In the evenings, discussions on political and other topics would take place in the hachshara units. Many of the residents of the city would come to see and listen, and become familiar with the pioneering life. On Sabbaths and festivals, city notables and regular Jews would invite the members of the hachshara places to meals, despite the fact that cholent and gefilte fish was prepared within the group.
The lives of the chalutzim in Jonava were different from their lives in other Lithuanian cities. Most of the residents were common folk such as tradesmen and factory workers, and including many carpenters. A sense of admiration developed between the residents and the pioneers. After the end of the hachshara period, most of the chalutzim made aliya to the Land, joined pioneering units and groups, and did their share toward the upbuilding of the Land. One can find those chaluzim scattered in many kibbutzim.
I had poor luck. I did not succeed in making aliya after two years of hachshara. I was imprisoned by the Soviet authorities in 1941 on account of my Zionist activities, and was deported to hard labor in Siberia. I finally made aliya to the homeland in 1966 along with my wife and three children who were born in exile in Siberia.

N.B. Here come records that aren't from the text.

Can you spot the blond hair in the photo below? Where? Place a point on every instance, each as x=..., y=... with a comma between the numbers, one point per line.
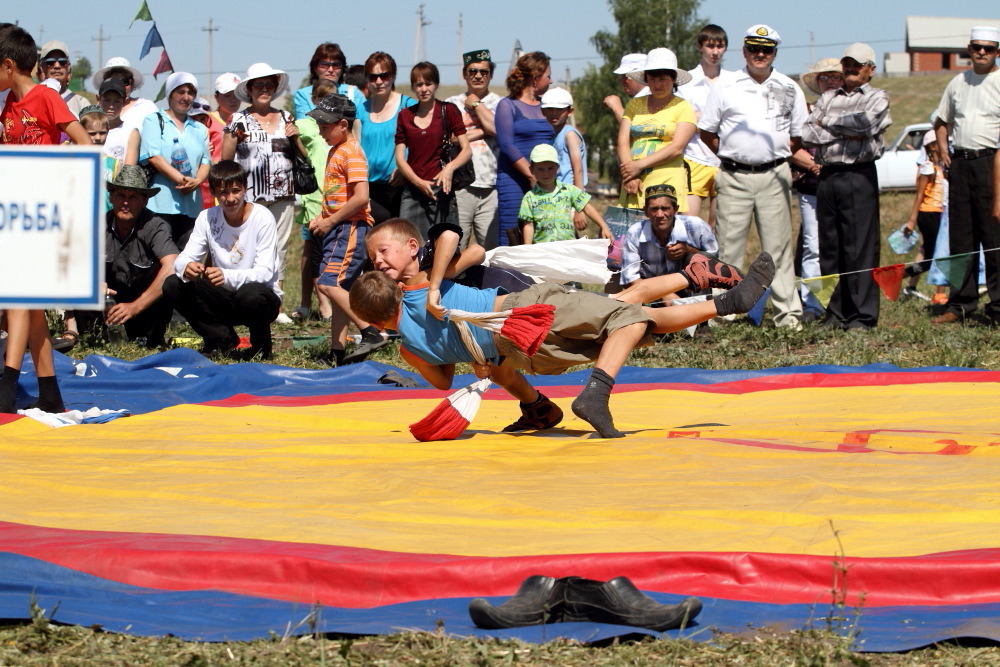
x=375, y=297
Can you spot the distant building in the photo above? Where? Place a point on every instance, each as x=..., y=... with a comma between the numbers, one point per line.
x=937, y=43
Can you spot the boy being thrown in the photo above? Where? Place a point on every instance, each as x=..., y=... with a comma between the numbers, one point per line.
x=587, y=326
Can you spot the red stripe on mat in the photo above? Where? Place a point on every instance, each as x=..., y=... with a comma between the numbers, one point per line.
x=356, y=578
x=764, y=383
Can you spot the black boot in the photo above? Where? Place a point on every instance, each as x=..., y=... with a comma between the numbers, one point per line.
x=619, y=602
x=538, y=600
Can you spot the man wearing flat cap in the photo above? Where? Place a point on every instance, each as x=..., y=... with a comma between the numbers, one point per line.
x=753, y=122
x=846, y=128
x=139, y=255
x=665, y=241
x=970, y=112
x=477, y=204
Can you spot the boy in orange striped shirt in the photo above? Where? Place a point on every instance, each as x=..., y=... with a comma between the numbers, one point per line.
x=343, y=224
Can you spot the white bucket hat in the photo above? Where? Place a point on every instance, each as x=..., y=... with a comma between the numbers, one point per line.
x=117, y=63
x=260, y=71
x=663, y=58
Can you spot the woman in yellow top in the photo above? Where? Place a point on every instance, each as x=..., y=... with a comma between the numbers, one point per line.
x=654, y=132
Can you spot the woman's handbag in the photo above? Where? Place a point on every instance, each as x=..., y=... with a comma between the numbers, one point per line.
x=303, y=174
x=465, y=175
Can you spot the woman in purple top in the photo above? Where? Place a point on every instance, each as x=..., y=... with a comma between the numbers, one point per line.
x=520, y=127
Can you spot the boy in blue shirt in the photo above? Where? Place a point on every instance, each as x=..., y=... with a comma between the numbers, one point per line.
x=547, y=209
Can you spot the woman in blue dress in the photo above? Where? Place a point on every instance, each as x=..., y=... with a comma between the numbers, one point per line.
x=520, y=127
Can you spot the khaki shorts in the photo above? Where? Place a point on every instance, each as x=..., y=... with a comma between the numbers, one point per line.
x=701, y=179
x=582, y=322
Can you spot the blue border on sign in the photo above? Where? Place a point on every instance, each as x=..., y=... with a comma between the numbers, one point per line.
x=95, y=287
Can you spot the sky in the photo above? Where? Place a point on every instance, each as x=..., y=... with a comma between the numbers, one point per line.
x=255, y=31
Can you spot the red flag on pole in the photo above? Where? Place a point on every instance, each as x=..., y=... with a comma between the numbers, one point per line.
x=164, y=65
x=889, y=279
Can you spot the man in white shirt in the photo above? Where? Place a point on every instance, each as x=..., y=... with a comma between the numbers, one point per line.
x=753, y=122
x=477, y=204
x=54, y=63
x=701, y=162
x=970, y=113
x=241, y=285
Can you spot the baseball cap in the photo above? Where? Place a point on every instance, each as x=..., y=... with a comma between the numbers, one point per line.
x=226, y=83
x=762, y=35
x=557, y=98
x=544, y=153
x=333, y=108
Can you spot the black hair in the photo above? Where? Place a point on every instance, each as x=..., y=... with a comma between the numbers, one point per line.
x=19, y=46
x=225, y=173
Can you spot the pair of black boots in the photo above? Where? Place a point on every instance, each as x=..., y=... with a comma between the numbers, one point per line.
x=574, y=599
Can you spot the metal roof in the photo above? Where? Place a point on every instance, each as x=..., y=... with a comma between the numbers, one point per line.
x=940, y=33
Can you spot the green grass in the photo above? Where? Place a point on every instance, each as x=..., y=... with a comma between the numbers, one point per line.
x=904, y=337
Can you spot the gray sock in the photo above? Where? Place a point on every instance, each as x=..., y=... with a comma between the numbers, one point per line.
x=592, y=404
x=743, y=297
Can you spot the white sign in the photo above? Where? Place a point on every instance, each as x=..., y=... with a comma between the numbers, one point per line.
x=51, y=227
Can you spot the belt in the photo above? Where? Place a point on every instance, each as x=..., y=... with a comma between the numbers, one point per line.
x=972, y=154
x=732, y=165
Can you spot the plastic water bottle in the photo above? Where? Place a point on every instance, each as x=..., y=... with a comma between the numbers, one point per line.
x=179, y=159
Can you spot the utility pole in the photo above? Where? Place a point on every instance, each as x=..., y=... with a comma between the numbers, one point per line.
x=100, y=39
x=460, y=41
x=211, y=75
x=418, y=46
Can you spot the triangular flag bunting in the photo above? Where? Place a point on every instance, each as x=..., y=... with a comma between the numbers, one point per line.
x=164, y=65
x=152, y=39
x=756, y=313
x=889, y=279
x=954, y=268
x=822, y=287
x=142, y=15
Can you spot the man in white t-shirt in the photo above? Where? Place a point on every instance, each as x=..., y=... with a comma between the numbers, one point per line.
x=54, y=63
x=701, y=162
x=240, y=287
x=477, y=204
x=970, y=112
x=753, y=122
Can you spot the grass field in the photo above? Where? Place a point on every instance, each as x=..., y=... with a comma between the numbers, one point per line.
x=904, y=337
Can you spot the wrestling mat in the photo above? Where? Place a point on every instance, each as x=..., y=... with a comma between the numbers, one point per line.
x=242, y=500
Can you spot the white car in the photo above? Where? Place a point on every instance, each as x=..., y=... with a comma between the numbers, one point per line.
x=897, y=168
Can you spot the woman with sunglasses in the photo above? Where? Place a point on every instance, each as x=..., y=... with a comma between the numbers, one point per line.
x=378, y=135
x=330, y=64
x=260, y=138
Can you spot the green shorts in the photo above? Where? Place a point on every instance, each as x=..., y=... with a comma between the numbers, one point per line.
x=583, y=321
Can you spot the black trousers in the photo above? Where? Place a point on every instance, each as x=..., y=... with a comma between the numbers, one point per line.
x=847, y=214
x=970, y=223
x=213, y=311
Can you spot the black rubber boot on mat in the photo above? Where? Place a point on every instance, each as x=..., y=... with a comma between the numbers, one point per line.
x=538, y=600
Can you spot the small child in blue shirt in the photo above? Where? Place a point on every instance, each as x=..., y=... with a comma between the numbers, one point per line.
x=547, y=209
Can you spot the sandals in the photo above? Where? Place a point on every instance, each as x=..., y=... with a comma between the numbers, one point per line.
x=66, y=342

Fate had it that we live in the same neighborhood as Yitzchak Burstein and his sister Leah, of the veteran Zionist activist of Jonava. We often get together and discuss memories of those days, the days of pioneering that instilled into us energy, desire, hope and strength to overcome all the difficult obstacles that we suffered in Siberia including hard labor, hunger, cold, frost, illnesses, degradation and oppression by the Soviet authorities. We were finally redeemed, and were able to reach our desired destination, and live together in the independent State of Israel.